Gold was initially pressured after data showed that American households earned and spent more money in August than the previous month, indicating that the U.S. economy continued to pick up. The Commerce Department reported today that families Personal Income met expectations and rose by 0.4% last month, while Julys reading received an upward revision to 0.2% after initially rising by 0.1%.

Higher income led to higher expenditures with the government agencys statistics showing a 0.3% increase in Personal Spending. The reading met analysts projections and exceeded Julys estimate, which was also revised up to 0.2% after initially marking a 0.1% increase.

Paul Ashworth, an economist at Capital Economics in Toronto, said for Reuters: “The pick-up in income growth in August suggests that consumption growth may even accelerate in the fourth quarter.”

The data put a lid in gold gains as it supported the view that the Federal Reserve might pare its bond purchases in the fourth quarter as the increase in taxes in January and cuts to the federal budget in March seemed to pull back the economy less as the year went on.

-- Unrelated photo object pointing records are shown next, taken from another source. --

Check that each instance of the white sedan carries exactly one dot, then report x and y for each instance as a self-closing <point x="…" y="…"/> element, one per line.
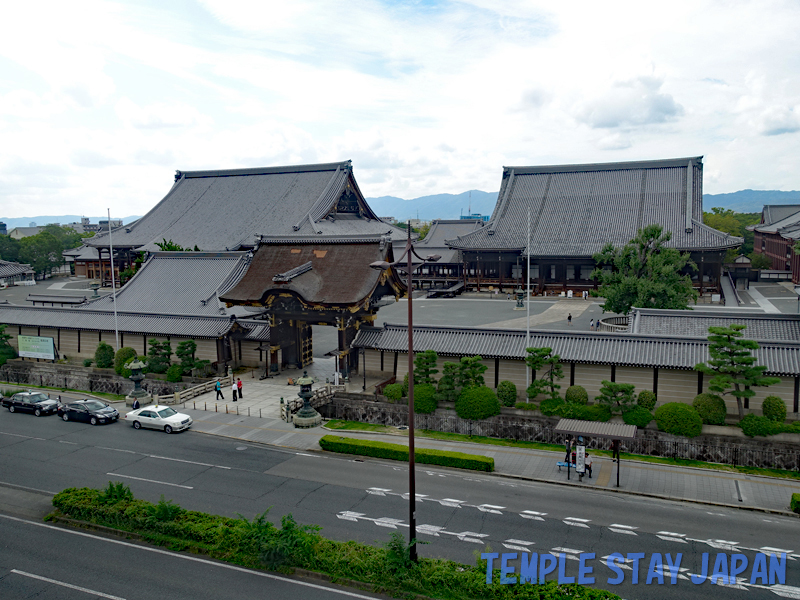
<point x="159" y="417"/>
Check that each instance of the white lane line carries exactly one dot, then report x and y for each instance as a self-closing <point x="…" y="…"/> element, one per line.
<point x="203" y="561"/>
<point x="186" y="487"/>
<point x="576" y="522"/>
<point x="626" y="529"/>
<point x="532" y="514"/>
<point x="66" y="585"/>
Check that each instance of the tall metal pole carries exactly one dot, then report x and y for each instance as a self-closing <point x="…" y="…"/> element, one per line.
<point x="113" y="285"/>
<point x="528" y="302"/>
<point x="412" y="488"/>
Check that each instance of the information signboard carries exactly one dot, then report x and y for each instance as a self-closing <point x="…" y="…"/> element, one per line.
<point x="31" y="346"/>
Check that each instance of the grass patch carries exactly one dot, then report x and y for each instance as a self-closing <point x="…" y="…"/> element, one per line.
<point x="258" y="544"/>
<point x="679" y="462"/>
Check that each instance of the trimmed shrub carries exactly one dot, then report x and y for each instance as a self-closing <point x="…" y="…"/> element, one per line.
<point x="638" y="416"/>
<point x="424" y="398"/>
<point x="175" y="373"/>
<point x="679" y="419"/>
<point x="393" y="392"/>
<point x="334" y="443"/>
<point x="576" y="394"/>
<point x="551" y="406"/>
<point x="104" y="356"/>
<point x="477" y="403"/>
<point x="526" y="406"/>
<point x="711" y="408"/>
<point x="753" y="425"/>
<point x="507" y="393"/>
<point x="774" y="408"/>
<point x="123" y="355"/>
<point x="646" y="400"/>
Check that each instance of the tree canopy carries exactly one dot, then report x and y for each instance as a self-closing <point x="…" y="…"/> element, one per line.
<point x="644" y="273"/>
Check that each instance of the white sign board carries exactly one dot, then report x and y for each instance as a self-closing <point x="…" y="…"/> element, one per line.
<point x="31" y="346"/>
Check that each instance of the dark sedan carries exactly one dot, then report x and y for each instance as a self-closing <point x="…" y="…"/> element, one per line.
<point x="34" y="402"/>
<point x="88" y="411"/>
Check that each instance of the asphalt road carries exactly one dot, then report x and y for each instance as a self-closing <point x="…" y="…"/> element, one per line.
<point x="52" y="563"/>
<point x="458" y="513"/>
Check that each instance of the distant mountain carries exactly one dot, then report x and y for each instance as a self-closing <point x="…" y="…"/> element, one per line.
<point x="749" y="200"/>
<point x="438" y="206"/>
<point x="61" y="219"/>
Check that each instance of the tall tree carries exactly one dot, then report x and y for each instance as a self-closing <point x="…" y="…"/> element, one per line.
<point x="733" y="364"/>
<point x="644" y="273"/>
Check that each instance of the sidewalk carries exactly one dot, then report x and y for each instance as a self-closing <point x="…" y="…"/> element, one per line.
<point x="661" y="481"/>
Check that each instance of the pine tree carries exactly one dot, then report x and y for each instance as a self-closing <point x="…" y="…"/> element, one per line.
<point x="733" y="365"/>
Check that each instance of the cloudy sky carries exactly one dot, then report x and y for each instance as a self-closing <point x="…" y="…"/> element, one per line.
<point x="100" y="102"/>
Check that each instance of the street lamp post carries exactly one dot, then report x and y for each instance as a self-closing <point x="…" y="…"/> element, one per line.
<point x="408" y="253"/>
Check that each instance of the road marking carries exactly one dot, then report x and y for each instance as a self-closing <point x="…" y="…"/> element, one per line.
<point x="186" y="487"/>
<point x="626" y="529"/>
<point x="203" y="561"/>
<point x="66" y="585"/>
<point x="576" y="522"/>
<point x="491" y="508"/>
<point x="532" y="514"/>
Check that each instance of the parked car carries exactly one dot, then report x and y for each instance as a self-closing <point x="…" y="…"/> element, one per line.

Fridays last set of data however pushed the U.S. dollar to the lowest since February. The final reading for September of the Thomson Reuters/University of Michigans overall index on consumer sentiment fell to a five-month low of 77.5 after surging to 82.1 in August. The reading underperformed analysts expectations for a surge to 78.0 but was still above Septembers preliminary mid-month reading of 76.8.

Survey director Richard Curtin said in a statement: “While few consumers expected a federal shutdown, complaints about government policies have risen, and more importantly, prospects for job growth have diminished.”